Hello again from Eight Gate Farm. We had the best harvest week of the year, and maybe one of the best in recent memory. I'll get right to it, starting with the "first harvests" of the season.
I picked the first artichoke, as always petite compared to supermarket size, but so much fresher!
Two "Halona" muskmelons/cantaloupes had slipped from their vines, indicating full ripeness, as if their fragrance wasn't enough of a tell.
We ate the larger one, and I gave the other to my MIL. Why would I do such a foolish thing? Because I knew an even larger one was getting ready!
|Halona weighing 3.5 lbs|
Words cannot describe how good it tasted, both standalone and with a little prosciutto.
I picked the first ripe Serrano pepper, shaped like a jalapeno but hotter.

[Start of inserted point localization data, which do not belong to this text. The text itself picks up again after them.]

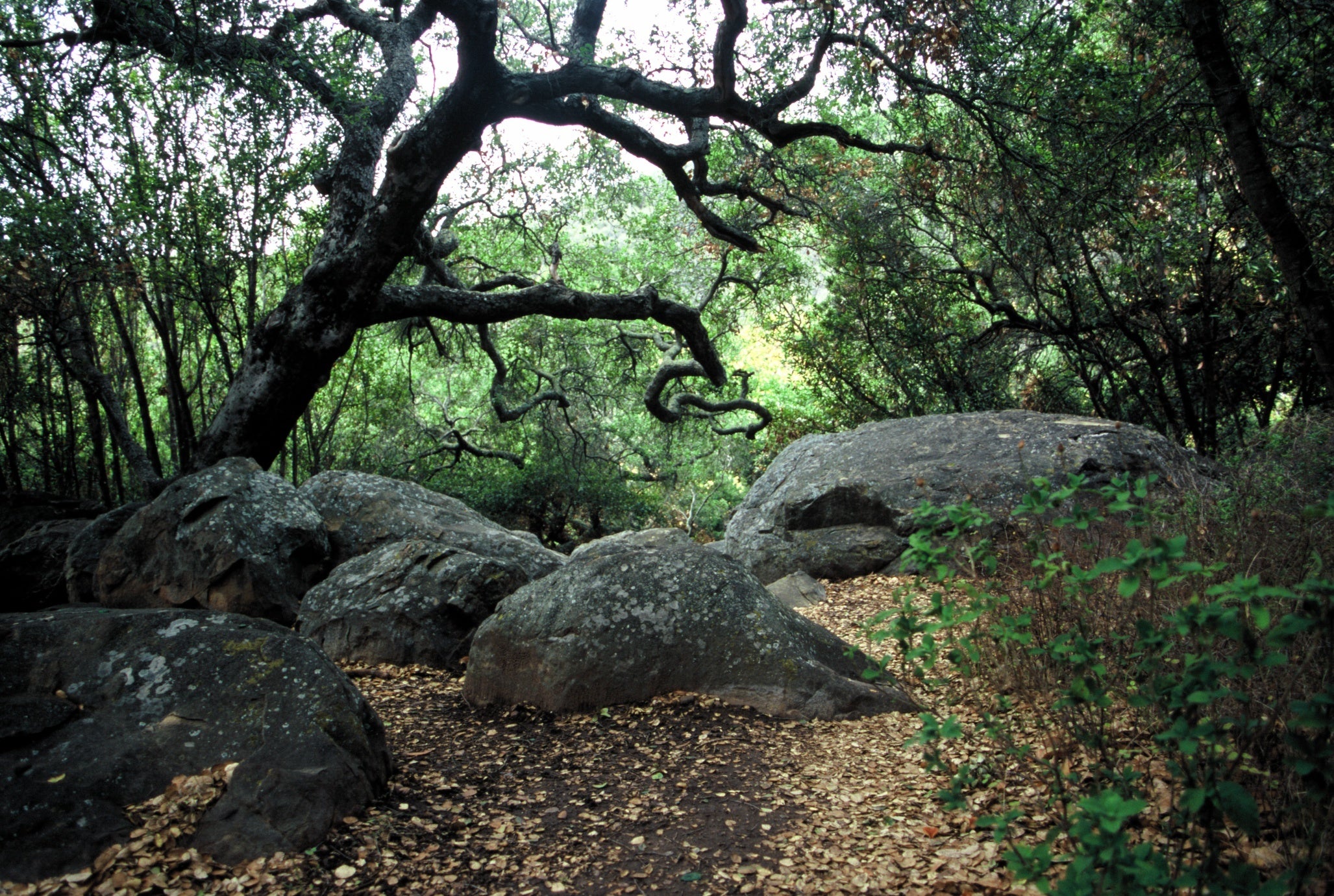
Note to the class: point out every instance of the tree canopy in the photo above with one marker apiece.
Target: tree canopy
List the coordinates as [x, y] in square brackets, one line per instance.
[312, 235]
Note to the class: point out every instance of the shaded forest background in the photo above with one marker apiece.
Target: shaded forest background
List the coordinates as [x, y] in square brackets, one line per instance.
[1076, 239]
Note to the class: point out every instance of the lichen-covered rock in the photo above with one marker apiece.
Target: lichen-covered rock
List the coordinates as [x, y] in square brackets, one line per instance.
[839, 505]
[86, 551]
[101, 708]
[628, 540]
[230, 538]
[797, 590]
[32, 568]
[632, 624]
[407, 601]
[363, 511]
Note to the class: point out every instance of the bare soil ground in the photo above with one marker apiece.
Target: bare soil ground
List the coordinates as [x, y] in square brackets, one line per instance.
[684, 795]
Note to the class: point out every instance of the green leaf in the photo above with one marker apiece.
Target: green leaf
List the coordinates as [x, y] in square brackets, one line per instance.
[1240, 807]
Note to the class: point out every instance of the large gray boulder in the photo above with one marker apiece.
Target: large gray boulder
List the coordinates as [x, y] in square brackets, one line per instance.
[101, 708]
[646, 620]
[86, 552]
[32, 568]
[839, 505]
[363, 511]
[407, 601]
[230, 538]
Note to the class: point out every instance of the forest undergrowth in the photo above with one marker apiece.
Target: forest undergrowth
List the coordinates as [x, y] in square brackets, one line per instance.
[1174, 649]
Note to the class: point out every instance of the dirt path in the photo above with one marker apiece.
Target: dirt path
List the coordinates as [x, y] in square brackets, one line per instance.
[682, 795]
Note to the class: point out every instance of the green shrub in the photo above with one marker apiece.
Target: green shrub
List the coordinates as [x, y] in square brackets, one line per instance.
[1144, 657]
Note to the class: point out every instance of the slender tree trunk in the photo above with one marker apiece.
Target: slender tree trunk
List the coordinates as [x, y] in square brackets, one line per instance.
[79, 356]
[136, 376]
[99, 444]
[1255, 178]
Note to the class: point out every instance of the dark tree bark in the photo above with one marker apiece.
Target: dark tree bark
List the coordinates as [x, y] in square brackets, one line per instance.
[1258, 186]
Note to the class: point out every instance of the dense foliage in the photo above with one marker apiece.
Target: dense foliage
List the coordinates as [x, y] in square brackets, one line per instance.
[1015, 204]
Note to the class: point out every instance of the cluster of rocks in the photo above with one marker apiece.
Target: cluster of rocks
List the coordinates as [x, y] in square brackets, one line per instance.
[158, 639]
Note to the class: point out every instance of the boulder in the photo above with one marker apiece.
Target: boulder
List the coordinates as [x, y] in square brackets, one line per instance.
[632, 624]
[230, 538]
[407, 601]
[628, 540]
[86, 551]
[797, 590]
[839, 505]
[101, 708]
[32, 568]
[363, 511]
[20, 511]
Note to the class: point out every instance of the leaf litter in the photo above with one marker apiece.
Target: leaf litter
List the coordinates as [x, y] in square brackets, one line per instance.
[681, 795]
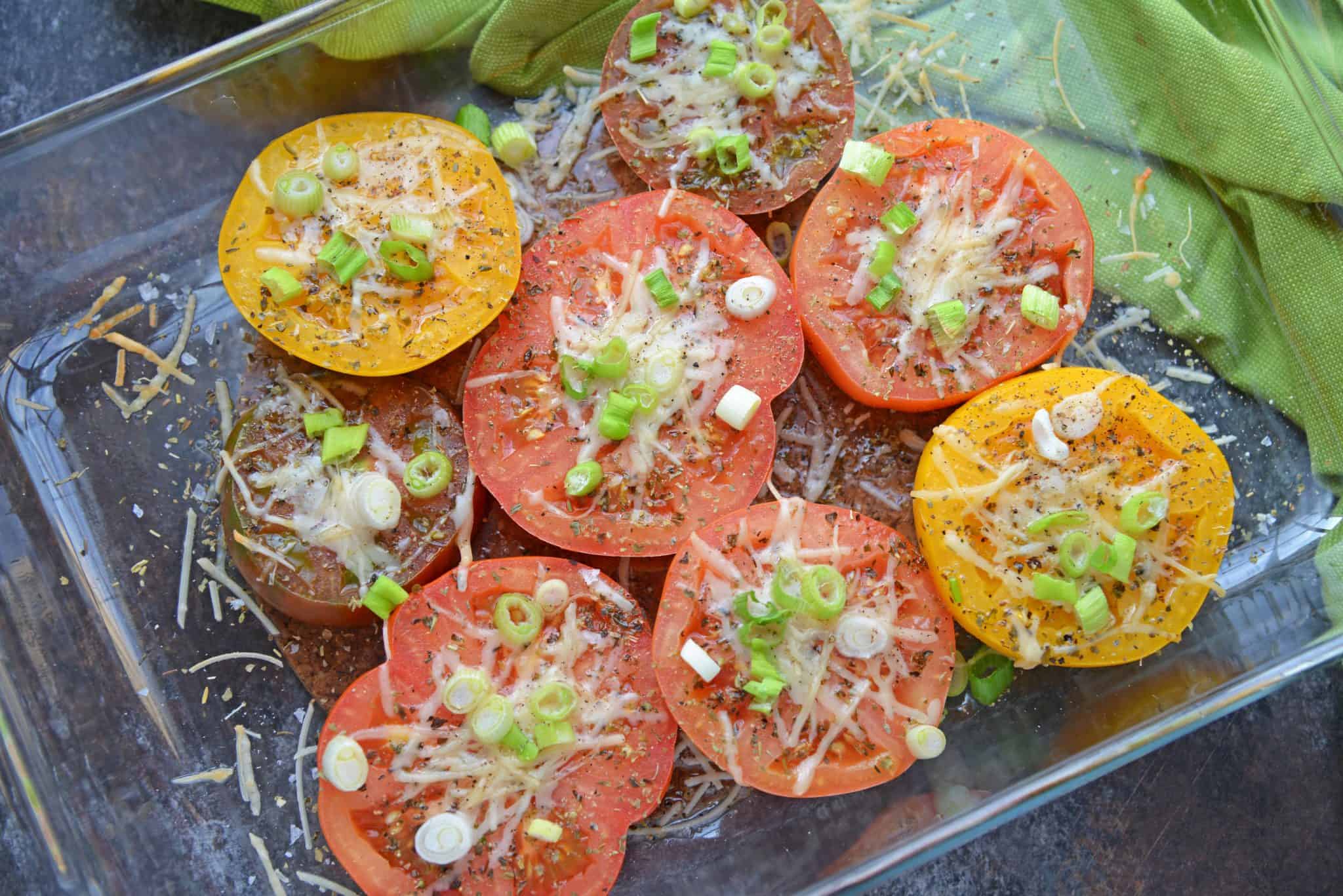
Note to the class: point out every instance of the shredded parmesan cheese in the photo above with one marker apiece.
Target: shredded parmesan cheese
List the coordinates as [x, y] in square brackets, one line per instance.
[246, 777]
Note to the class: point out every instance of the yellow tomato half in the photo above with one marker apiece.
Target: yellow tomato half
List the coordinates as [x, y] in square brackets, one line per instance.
[982, 482]
[378, 324]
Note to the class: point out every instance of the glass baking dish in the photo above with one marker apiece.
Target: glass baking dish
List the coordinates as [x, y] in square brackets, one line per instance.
[97, 712]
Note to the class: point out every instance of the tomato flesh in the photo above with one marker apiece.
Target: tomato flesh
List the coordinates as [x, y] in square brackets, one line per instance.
[312, 585]
[799, 140]
[965, 168]
[378, 324]
[1142, 442]
[521, 431]
[904, 683]
[603, 792]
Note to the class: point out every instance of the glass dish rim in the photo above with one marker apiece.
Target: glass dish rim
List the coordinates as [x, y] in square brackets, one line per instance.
[270, 38]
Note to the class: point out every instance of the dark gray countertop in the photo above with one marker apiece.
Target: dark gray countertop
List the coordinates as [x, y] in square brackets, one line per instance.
[1251, 804]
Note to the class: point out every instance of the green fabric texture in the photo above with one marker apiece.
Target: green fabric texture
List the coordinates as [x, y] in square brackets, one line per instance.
[517, 46]
[1229, 98]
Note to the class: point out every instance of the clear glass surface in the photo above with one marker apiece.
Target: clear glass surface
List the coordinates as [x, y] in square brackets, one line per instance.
[97, 712]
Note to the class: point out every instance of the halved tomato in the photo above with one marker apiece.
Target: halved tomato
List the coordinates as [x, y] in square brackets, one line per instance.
[425, 761]
[853, 683]
[993, 216]
[795, 130]
[1139, 509]
[378, 324]
[297, 535]
[584, 292]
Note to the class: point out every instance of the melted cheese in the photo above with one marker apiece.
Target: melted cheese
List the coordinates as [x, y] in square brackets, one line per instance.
[1032, 486]
[955, 253]
[820, 683]
[687, 100]
[694, 332]
[398, 176]
[488, 783]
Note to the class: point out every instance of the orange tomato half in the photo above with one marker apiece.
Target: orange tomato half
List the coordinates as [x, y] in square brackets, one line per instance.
[378, 325]
[982, 484]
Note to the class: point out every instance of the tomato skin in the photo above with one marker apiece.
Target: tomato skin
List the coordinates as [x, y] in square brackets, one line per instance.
[697, 704]
[1139, 431]
[395, 408]
[1058, 231]
[835, 92]
[430, 622]
[471, 281]
[521, 445]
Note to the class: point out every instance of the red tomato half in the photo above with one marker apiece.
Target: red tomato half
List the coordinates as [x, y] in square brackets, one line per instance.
[680, 467]
[852, 735]
[993, 216]
[424, 759]
[795, 132]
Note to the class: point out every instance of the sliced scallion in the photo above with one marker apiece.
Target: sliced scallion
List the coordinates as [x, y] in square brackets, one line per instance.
[885, 292]
[700, 140]
[1142, 512]
[614, 421]
[772, 12]
[946, 321]
[1116, 558]
[281, 285]
[552, 734]
[1039, 307]
[1094, 610]
[1075, 554]
[866, 160]
[582, 478]
[734, 153]
[552, 701]
[421, 267]
[1058, 520]
[520, 743]
[428, 475]
[990, 676]
[661, 288]
[959, 676]
[899, 220]
[492, 719]
[383, 596]
[574, 376]
[883, 260]
[466, 690]
[512, 144]
[772, 41]
[954, 586]
[476, 120]
[342, 258]
[824, 593]
[786, 586]
[412, 229]
[340, 163]
[750, 609]
[645, 398]
[517, 618]
[723, 60]
[1051, 590]
[343, 442]
[612, 362]
[644, 37]
[297, 194]
[664, 371]
[319, 422]
[755, 79]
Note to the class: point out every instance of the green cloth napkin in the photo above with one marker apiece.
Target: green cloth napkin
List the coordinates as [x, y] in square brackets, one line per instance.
[517, 46]
[1240, 104]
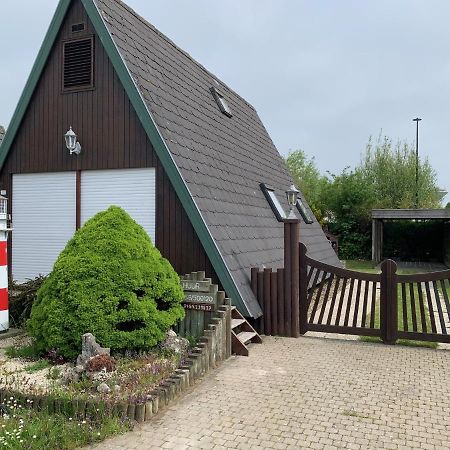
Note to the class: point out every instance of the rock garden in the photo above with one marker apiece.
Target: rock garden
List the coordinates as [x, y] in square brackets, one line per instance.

The first Brandy Boy indeterminate tomato was ready, a respectable one pound ten ounces.
|Brandy Boy (hyb)|
We've found in the past that Brandy Boy is almost as good as Brandywine. We seem to be adopting the "BLT" method of taste-testing, and BB did very well, maybe a little sweeter than Brandywine if that's how you like it.
Next up is "Horizon," an indeterminate. This was from a free trial packet. It makes shapely 8 ounce slicers. It is said to be very sweet. I had one for lunch (not a BLT, just a pinch of salt) and was surprised to find it very acidic at first, not a bad thing for my tastes. More bites found it to balance out, but still on the acidic side. I liked it.
I've mentioned that I'm experimenting with several hybrid replacements for the San Marzano paste tomato, which I like a lot but has no disease resistance. One of them is "Andiamo," which was supposed to be earlier than San Marzano. I picked two this week, along with two San Marzanos, so the earliness was not so. I accidentally mixed them up bringing them in, and they are so similar I don't know which is which!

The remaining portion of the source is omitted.